Charity is personal
A sole proprietor's contribution to a charity is reported on Schedule A as an itemized deduction, subject to AGI limits (60% of AGI for cash contributions to public charities, lower limits for non-cash and certain other categories). The Schedule C business does not deduct the donation.
Sponsorship is business
A "sponsorship" — paying for ad space in a charity program, a banner at a charity event, sponsoring a youth sports team with your business name on the jerseys — is an advertising expense, deductible on Schedule C line 8 ("Advertising"). The primary motive must be business promotion; the charitable benefit is secondary.
Why this matters
The Schedule C deduction reduces both income tax and self-employment tax. The Schedule A charitable deduction reduces only income tax (and only if you itemize). For a sole proprietor, the same dollar spent on a sponsorship vs a charity check can produce 30%-50% more total tax savings as a business expense.
Substantiation
A charitable contribution needs a written acknowledgment from the charity for any donation of $250 or more. A sponsorship needs the same business-expense substantiation as any advertising — invoice from the recipient, evidence of the business promotion (logo placement, ad copy, banner photo), and documented business connection.
Be careful with structure
Don't double-dip. A single $1,000 payment can be either a charitable contribution OR an advertising expense, but not both. Choose the characterization that produces the better tax result and document accordingly.

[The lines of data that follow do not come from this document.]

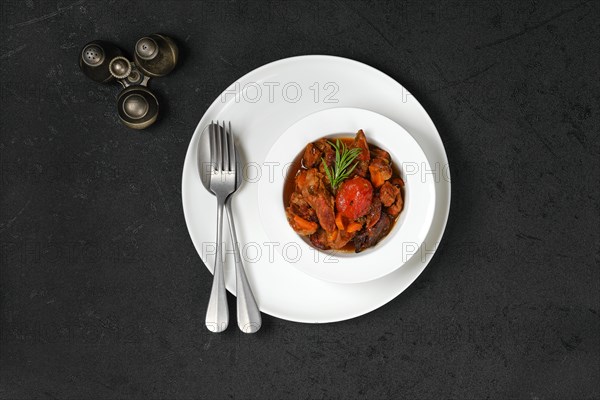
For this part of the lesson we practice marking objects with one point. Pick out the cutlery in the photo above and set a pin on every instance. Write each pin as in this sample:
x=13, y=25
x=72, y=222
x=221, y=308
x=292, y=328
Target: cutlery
x=222, y=177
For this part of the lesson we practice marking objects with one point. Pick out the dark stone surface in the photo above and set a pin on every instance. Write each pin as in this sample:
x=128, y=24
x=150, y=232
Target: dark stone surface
x=102, y=294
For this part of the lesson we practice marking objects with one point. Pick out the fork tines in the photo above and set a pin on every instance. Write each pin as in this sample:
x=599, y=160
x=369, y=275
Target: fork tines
x=222, y=147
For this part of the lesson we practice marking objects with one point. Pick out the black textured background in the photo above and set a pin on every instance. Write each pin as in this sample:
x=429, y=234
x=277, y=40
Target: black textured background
x=103, y=296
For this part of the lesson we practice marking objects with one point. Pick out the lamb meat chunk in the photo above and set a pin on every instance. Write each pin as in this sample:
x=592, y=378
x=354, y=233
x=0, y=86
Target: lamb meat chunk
x=374, y=213
x=381, y=171
x=300, y=225
x=301, y=208
x=376, y=152
x=319, y=239
x=388, y=193
x=310, y=184
x=369, y=237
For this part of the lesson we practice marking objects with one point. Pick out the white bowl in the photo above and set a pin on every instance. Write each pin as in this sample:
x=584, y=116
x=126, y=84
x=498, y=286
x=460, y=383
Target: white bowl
x=407, y=234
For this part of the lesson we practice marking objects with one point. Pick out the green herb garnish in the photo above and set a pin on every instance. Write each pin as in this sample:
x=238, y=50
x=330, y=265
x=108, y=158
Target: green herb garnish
x=341, y=169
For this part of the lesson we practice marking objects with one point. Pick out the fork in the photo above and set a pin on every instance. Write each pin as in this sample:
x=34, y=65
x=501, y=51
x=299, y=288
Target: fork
x=224, y=182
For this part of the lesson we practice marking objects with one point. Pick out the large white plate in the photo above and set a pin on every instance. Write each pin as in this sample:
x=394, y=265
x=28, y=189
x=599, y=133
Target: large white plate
x=408, y=232
x=261, y=106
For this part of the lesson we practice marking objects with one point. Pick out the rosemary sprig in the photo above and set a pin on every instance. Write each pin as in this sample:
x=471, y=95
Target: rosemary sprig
x=341, y=169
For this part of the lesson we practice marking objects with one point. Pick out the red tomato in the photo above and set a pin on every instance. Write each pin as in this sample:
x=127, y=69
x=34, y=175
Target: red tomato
x=354, y=197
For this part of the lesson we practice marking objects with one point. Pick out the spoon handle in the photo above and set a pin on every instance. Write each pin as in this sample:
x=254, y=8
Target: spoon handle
x=217, y=314
x=248, y=314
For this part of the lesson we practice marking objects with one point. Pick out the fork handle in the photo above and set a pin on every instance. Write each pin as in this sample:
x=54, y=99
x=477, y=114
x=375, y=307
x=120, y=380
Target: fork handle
x=248, y=314
x=217, y=314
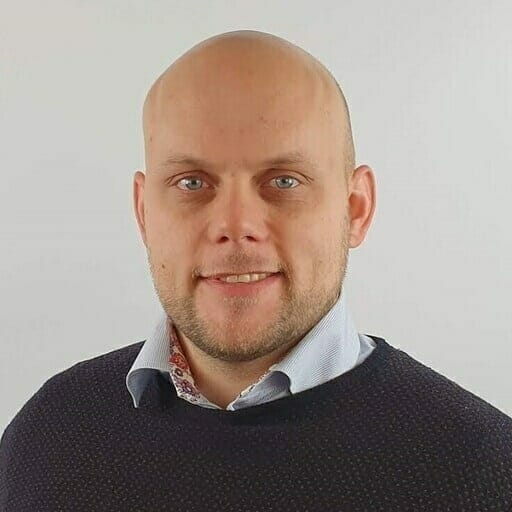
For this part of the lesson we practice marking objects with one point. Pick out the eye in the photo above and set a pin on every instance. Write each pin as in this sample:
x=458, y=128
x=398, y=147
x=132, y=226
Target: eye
x=282, y=179
x=192, y=180
x=195, y=183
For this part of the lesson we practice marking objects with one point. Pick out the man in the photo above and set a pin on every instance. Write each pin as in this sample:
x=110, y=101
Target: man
x=254, y=392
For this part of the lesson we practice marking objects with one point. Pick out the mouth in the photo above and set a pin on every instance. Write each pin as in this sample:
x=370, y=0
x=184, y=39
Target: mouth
x=242, y=288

Where the IRS publishes guidance on this topic
The IRS publishes a layered set of free resources on most small-business tax topics: a relevant publication (usually one of Pub 334, 463, 535, 587, 946, 560, or 583), the instructions to the relevant form, the "Small Business and Self-Employed Tax Center" landing pages on IRS.gov, and the Audit Techniques Guides written for IRS examiners. Reading the agency's own materials is the cheapest tax education available. They are written in plain English, updated annually, and they reflect exactly the framework an examiner will apply if your return is selected.